The rest of the world sees what's happening here.
 
He'll be great at generating profits for a select few and that's the real reason he's there.

As he teams up with Wolfie at the IMF, profits and human suffering will both reach record levels.
 
ruminator said:
He'll be great at generating profits for a select few and that's the real reason he's there.

As he teams up with Wolfie at the IMF, profits and human suffering will both reach record levels.

I disagree. I think he's there because of this administration's desire to help change the UN from the ineffectual organization it has become into a more meaningful organization.

The UN hasn't done a lot other than involving itself in scandals and posturing on the crisis in the Sudan.
 
cuninglinguist61 said:
Isn't hubris just adorable in a president, especially when he walks like John Wayne ?

That's just the haemorroids....
 
zipman said:
I disagree. I think he's there because of this administration's desire to help change the UN from the ineffectual organization it has become into a more meaningful organization.

The UN hasn't done a lot other than involving itself in scandals and posturing on the crisis in the Sudan.

What course of action do you see this administration taking to guide the UN to effective change in situations like the crisis in Sudan?
 
ruminator said:
What course of action do you see this administration taking to guide the UN to effective change in situations like the crisis in Sudan?

I think appointing Bolton was the first step as he will be much more confrontational than his predecessors.
 
zipman said:
I disagree.

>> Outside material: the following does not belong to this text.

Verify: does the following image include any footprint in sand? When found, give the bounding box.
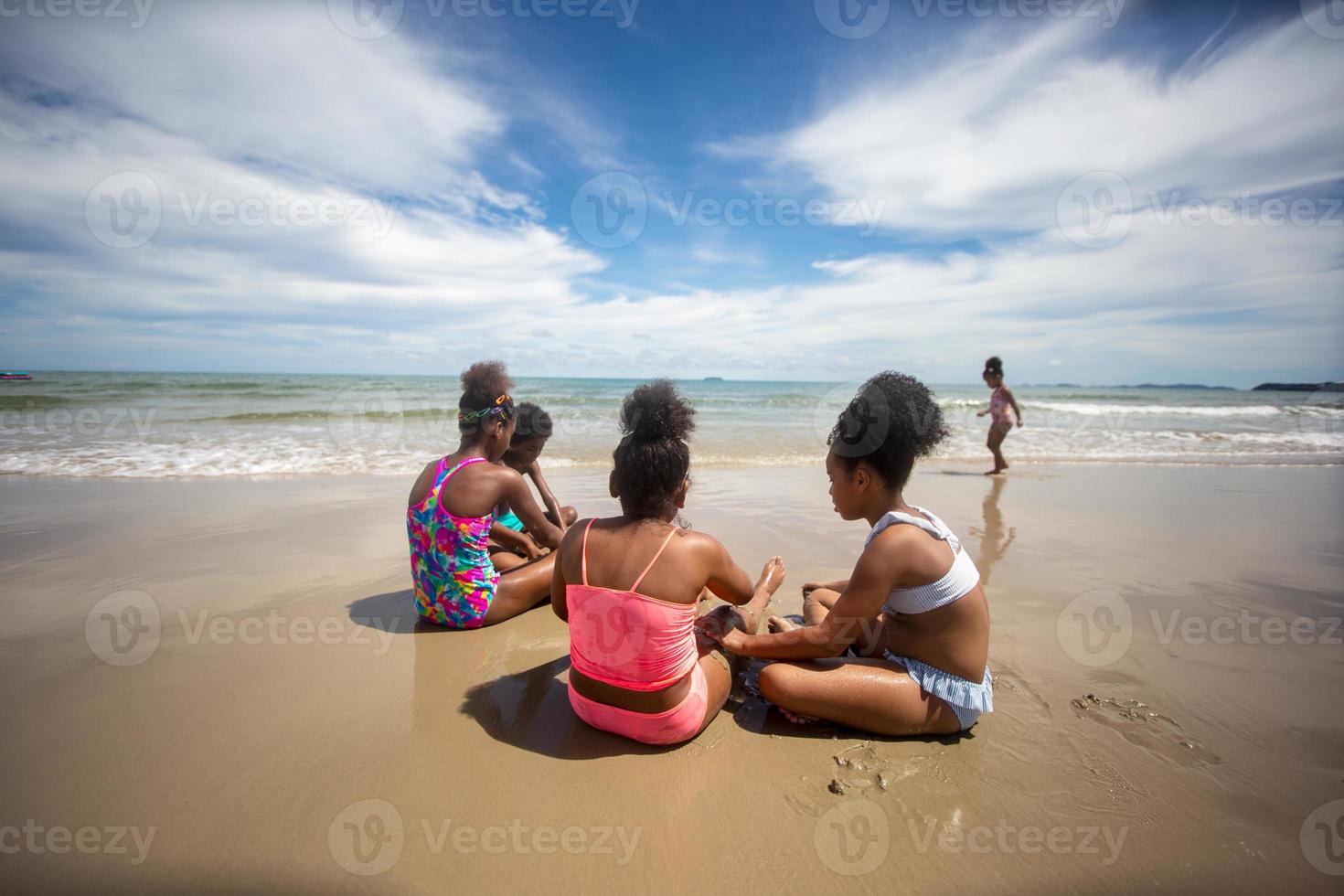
[1070,693,1221,768]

I think he's there because of this administration's desire to help change the UN from the ineffectual organization it has become into a more meaningful organization.

The UN hasn't done a lot other than involving itself in scandals and posturing on the crisis in the Sudan.

Wouldn't that have more to do with the current leader of the UN and the example he puts forth?
 
zipman said:
I think appointing Bolton was the first step as he will be much more confrontational than his predecessors.

The only thing this guarrantees is that the goals and policies of the neoconservatives in control will come first and foremost.

If you support the WHIG foreign policy then Bolton is the man.

I don't agree with them.
 
linuxgeek said:
Wouldn't that have more to do with the current leader of the UN and the example he puts forth?

It all still comes down to the global economy of profits as to what governs the UN.

One of the main sticking points is the ICC, it seems.
 
linuxgeek said:
Wouldn't that have more to do with the current leader of the UN and the example he puts forth?

Kofi Annan is a huge part of the problem but I think the problem goes way beyond him to the very way the UN operates.
 
ruminator said:
The only thing this guarrantees is that the goals and policies of the neoconservatives in control will come first and foremost.

If you support the WHIG foreign policy then Bolton is the man.

I don't agree with them.

I disagree and I'm not a Bush supporter.

I think the real issue isn't what is a neoconservative agenda and what is a liberal agenda but what agenda is best for America.

Personally I think the UN has failed and not been held to task over the last few years at the barest minimum. I think Sudan being on the human rights commission is a perfect example.

I don't see a downside to having a more confrontational stance on the UN right now.